Comment faut-il comprendre l'empressement du chef de l'État à introduire l'aide active à mourir, plutôt qu'à présenter la loi grand âge et autonomie promise depuis cinq ans ?

B. PRIVILÉGIER UNE SOCIÉTÉ DE LA SOLLICITUDE

La médecine palliative a connu des avancées majeures depuis les années 1990-2000, de sorte que c'est essentiellement par défaut d'une bonne couverture sur le territoire que l'on meurt encore trop mal dans notre pays. C'est là que les efforts doivent être portés, non sur un dispositif d'aide active à mourir qui risquerait dangereusement d'être une option de repli faute d'offre de soins satisfaisante.
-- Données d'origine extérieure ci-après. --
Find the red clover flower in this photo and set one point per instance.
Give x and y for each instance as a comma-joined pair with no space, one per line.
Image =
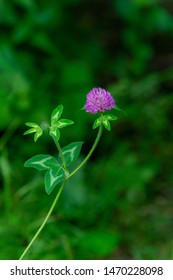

· Le « modèle français de fin de vie » que la commission appelle de ses voeux ne peut ainsi être que celui de l'accompagnement solidaire, fondé sur une éthique du soin.

Un tel modèle doit être facteur de solidarité à l'égard des plus vulnérables, accompagnés jusqu'au bout selon leurs choix, partout sur le territoire ; facteur de revalorisation du rôle des soignants, majoritairement hostiles à la réalisation d'un acte d'aide à mourir, et en quête de sens dans leur métier ; et facteur d'espoir pour chacun dans la vie collective, porteuse de sollicitude.

Il repose essentiellement sur deux piliers : la préservation du « trésor national » que constitue la loi Claeys-Leonetti, et l'application des recommandations du précédent rapport de la commission sur les soins palliatifs1(*).


* 1 Rapport d'information n° 866 (2020-2021) de Mmes Christine Bonfanti-Dossat, Corinne Imbert et Michelle Meunier, fait au nom de la commission des affaires sociales, déposé le 29 septembre 2021.